Ask Admiral Growler (Continued)
ANSWER: The explosion is triggered by the motion in 6A2, but is not applied until the appropriate part of 6A3. That means that since the High Energy Turn also occurs during 6A2, the explosion damage is applied to the post-HET facing shield.
Note that High Energy Turns occur during the normal movement sequence, so that ship B could only do a High Energy Turn in reaction to ship A's movement if it was moving faster or, if moving the same speed, had a better Turn Mode than ship A.
Follow-up question: What if ship A had an ESG that would have swept said mine? What then?
ANSWER: Annex #2 tells us that the interaction of mines and ESGs is resolved before damage from mines, so the mine would apply its damage against the ESG (and possibly ship A as well) by (G23.61). The ESG will absorb all of the mine's explosion and funnel the remainder to the facing shield. Even ships in the same hex as the ESG ship will be unaffected by the mine.
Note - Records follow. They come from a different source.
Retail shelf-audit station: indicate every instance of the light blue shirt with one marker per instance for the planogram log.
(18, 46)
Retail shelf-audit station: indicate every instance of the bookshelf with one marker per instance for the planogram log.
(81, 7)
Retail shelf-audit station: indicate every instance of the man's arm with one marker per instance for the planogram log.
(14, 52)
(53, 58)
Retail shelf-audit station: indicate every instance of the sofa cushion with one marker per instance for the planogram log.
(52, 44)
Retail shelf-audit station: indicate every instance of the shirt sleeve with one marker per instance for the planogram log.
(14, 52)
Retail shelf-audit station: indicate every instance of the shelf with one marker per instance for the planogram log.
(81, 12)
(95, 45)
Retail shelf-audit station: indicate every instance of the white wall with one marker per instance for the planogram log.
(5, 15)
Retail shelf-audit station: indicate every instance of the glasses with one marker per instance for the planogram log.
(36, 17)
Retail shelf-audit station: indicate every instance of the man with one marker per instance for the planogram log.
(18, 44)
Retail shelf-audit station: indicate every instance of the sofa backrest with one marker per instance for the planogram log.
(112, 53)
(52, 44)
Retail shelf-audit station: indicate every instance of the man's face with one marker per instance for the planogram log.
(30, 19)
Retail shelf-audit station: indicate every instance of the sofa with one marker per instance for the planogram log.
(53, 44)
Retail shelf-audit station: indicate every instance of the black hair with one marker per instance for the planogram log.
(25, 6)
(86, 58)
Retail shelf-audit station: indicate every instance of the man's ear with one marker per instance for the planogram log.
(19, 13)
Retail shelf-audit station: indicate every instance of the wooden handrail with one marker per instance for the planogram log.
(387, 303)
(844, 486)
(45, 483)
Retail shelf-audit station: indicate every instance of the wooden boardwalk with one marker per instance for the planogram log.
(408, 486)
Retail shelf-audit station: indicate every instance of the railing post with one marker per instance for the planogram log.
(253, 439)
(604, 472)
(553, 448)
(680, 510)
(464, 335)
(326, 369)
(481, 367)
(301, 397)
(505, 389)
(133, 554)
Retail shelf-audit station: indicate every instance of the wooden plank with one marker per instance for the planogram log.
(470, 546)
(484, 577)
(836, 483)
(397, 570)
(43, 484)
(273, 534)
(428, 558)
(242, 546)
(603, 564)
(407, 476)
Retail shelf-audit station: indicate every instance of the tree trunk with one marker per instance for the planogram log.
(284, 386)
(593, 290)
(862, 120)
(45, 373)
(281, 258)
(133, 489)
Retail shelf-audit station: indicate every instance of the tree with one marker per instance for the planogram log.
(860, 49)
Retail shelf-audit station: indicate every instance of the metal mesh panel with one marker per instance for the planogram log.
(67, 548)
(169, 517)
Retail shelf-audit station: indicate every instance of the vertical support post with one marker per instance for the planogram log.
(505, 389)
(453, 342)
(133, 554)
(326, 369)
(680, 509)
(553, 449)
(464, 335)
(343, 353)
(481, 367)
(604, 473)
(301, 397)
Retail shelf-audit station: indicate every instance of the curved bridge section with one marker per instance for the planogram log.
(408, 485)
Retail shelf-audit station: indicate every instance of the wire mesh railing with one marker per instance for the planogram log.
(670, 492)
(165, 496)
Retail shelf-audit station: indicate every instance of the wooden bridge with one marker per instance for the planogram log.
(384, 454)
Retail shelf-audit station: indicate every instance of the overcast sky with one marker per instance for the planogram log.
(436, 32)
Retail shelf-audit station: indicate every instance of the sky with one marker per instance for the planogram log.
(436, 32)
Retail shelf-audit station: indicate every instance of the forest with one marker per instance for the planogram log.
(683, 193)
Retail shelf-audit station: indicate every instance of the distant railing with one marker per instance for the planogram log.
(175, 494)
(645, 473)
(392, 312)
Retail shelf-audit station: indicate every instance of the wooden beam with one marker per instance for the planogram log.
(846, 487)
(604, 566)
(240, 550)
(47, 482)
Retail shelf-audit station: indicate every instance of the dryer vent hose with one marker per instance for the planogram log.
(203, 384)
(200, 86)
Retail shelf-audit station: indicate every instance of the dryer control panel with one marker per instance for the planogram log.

Jon Berry asks: I recall seeing a chart at one point that described the 'standard' configuration for the various classes of Barbarian [Module C4 (R55.0)] ships to the empires of the Alpha Octant. Was this an official thing, or am I confusing it with the similar one done for the Orions Pirates as part of their Anarchist article?
ANSWER: The chart was in Module C4 in the Barbarian R section, i.e., see Page 46 of Module C4.
Jonathan Jordan asked: A rules question came up today that I could not find the answer to. I know it is possible to beam crew units, pilots, Boarding Parties or whatever onto a shuttlecraft (to recover spent scatter-packs, deactivate suicide shuttles, and take over shuttles, right?), but is it possible to use the transporter to recover crew from a shuttlecraft? This came up as someone wanted to recover an Ace Fighter Pilot that was about to take a dogfight drone to the face. This quickly spawned into a discussion, while looking for the relevant rule about possibly withdrawing Boarding Parties from hostile shuttle takeovers during the uncertain outcomes as well.
ANSWER: The rules allow you to beam pilots out of shuttles or fighters with their permission, see (G8.15). It cannot be done during a dogfight, so if your pilot had the drone launched at him while he was in a dogfight (J7.25), he may have to grab the eject lever. Even if the dogfight drone smacks him, there is still a chance he will survive, see (J6.6). But in general you can transport pilots and/or crew units, to include Boarding Parties, off of friendly shuttles; enemy shuttles have to give you permission.
As to beaming a Boarding Party onto an enemy shuttle and trying to extract them from an "issue in doubt" result, sorry, but no. Rule (D7.602) includes this as its final sentence: "Neither side can transport their personnel off the shuttle until the action is decided."
Francois Lemay asks: Two ships in same hex each have 100 points of plasma targeted on them; both have conducted emergency deceleration and launched a wild weasel. Both wild weasels, while still in same hex as the ships, are hit by 100 points of plasma damage. According to (J3.31), 100 damage points (or more) on a wild weasel yields ten damage points to the shield. Since there are two wild weasels in same hex, are they treated seperately thus each would yield ten points damage for a total of twenty points of damage to the ships in same hex?
ANSWER: Rule (J3.302) does not say anything about combining damage from separate wild weasels. The damage from each wild weasel would probably strike a different shield. For each ship, the damage from the wild weasel it launched would strike the shield facing the launch direction of the shuttle, while damage from the other ship's wild weasel would strike a random shield. Ship A might have launched its weasel such that it would take the collateral damage on its #3 shield. Ship B might have launched its weasel such that it would take the collateral damage on its #5 shield. While those points are fixed, each ship will have to roll randomly to determine the shield that is hit by the other ship's collateral damage. This is irrespective of their relative facings towards each other, the speeds at which they entered the hex, the direction from which the plasma torpedoes entered the hex, and all other conditions. Thus the ships might be oriented such that ship A is in front of ship B (ship A's #4 shield is facing ship B's #1 shield). Ship A selected its #3 shield to take the collateral damage from its weasel, and ship B selects its #5 shield to take the damage. Ship A then rolls a die to see where it will take the collateral damage from ship B's weasel, rolling a 6 and scoring the collateral damage on its #6 shield, even though the weasel was obviously well behind it. Ship B then rolls, and its captain complains bitterly when the collateral damage from ship A's weasel is also scored on its #5 shield.